For an example of how these policies helped low-income Americans, particularly unemployed Black workers, just look at a small Mississippi town in 2019. After ICE raided a chicken plant employing hundreds of illegal workers, the company had a job fair to hire legal replacements. Over 200 showed up—mostly Black workers—and the fair had to extend its hours to process the applications. Juan Grant, one of the new workers, told the New York Times he got a 50% raise to begin working at the plant. Grant's experience is evidence against the notion that there are jobs Americans won't do.

There are jobs Americans might rather not do, but if they are paid enough, they are glad to get the job—just like Mr. Grant. The key is enforcing the law so the wages on low-end jobs can rise as a simple matter of the laws of supply and demand (without a minimum wage mandate), improving both employment and wages for America's poorest workers.

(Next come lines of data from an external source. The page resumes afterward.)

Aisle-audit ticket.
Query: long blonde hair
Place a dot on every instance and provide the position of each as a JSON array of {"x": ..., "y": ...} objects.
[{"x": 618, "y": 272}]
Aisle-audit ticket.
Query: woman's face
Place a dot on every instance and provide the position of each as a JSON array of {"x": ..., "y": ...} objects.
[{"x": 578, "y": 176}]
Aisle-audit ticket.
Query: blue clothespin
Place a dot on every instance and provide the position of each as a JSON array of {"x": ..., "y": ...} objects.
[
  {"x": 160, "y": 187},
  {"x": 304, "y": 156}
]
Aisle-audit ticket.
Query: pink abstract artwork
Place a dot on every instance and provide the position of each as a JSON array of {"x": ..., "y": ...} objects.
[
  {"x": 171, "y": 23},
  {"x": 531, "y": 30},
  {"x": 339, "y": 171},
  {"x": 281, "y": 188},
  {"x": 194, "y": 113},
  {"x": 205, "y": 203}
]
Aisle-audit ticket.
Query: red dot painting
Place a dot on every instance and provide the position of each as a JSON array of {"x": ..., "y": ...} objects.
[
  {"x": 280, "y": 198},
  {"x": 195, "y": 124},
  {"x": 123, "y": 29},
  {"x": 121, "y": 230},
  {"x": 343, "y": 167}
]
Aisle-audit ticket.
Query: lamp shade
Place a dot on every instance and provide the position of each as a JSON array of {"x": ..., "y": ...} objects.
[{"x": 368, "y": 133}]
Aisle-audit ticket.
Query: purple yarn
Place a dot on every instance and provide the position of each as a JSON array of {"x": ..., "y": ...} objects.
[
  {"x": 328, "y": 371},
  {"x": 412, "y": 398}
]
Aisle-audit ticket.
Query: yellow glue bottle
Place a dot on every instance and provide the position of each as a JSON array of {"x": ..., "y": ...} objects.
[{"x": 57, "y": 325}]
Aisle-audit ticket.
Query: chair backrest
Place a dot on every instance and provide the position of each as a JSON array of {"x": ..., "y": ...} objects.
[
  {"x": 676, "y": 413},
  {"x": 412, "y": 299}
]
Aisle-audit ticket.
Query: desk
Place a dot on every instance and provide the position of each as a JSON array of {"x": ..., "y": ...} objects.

Trump's illegal immigration policies and successful economic reforms led to the most worker-friendly job market in decades, raising employment and wages to record levels. From 2016 to 2019, real median household income shot up by 9 percent, and fewer workers earned minimum wage than ever before. The lowest-earning 20 percent of households saw their real income increase by an average of 11 percent from 2018 to 2019 alone, more than any other income group. Thanks to a booming economy and a tight labor market at the lowest end of the economic scale, largely caused by Trump's immigration policy, construction workers saw their wages soar by 6.1 percent in 2019, higher than any other industry, according to a Glassdoor report. Poverty hit an all-time low in 2019 as well, driven by record gains in Black and Hispanic communities.

Aren't these accomplishments we'd like to repeat?

After a long eight years under President Obama, when workers had to strive to get hired at all, workers of all skill levels suddenly had their pick of employers, which allowed them to earn more money and ascend the economic ladder.

Despite the media narrative, low-income Americans were the big winners from these conservative policies. Donald Trump reignited the focus on the working class and the poor within the Right—and he followed through.

Too often, conservatives cede the battle of ideas to the Left when it comes to the poor. But the numbers don't lie: Conservative immigration and economic policy has helped our poorest Americans in ways Bernie Sanders and Joe Biden can't even dream of. As Congress passes amnesty legislation and President Biden's administration continues to invite in a flood of low-skill illegal immigrants, they should remember that America's workers will pay a high price in fewer jobs and lower wages.

Ken Cuccinelli is the former Acting Deputy Secretary of the U.S. Department of Homeland Security.

The views in this article are the writer's own.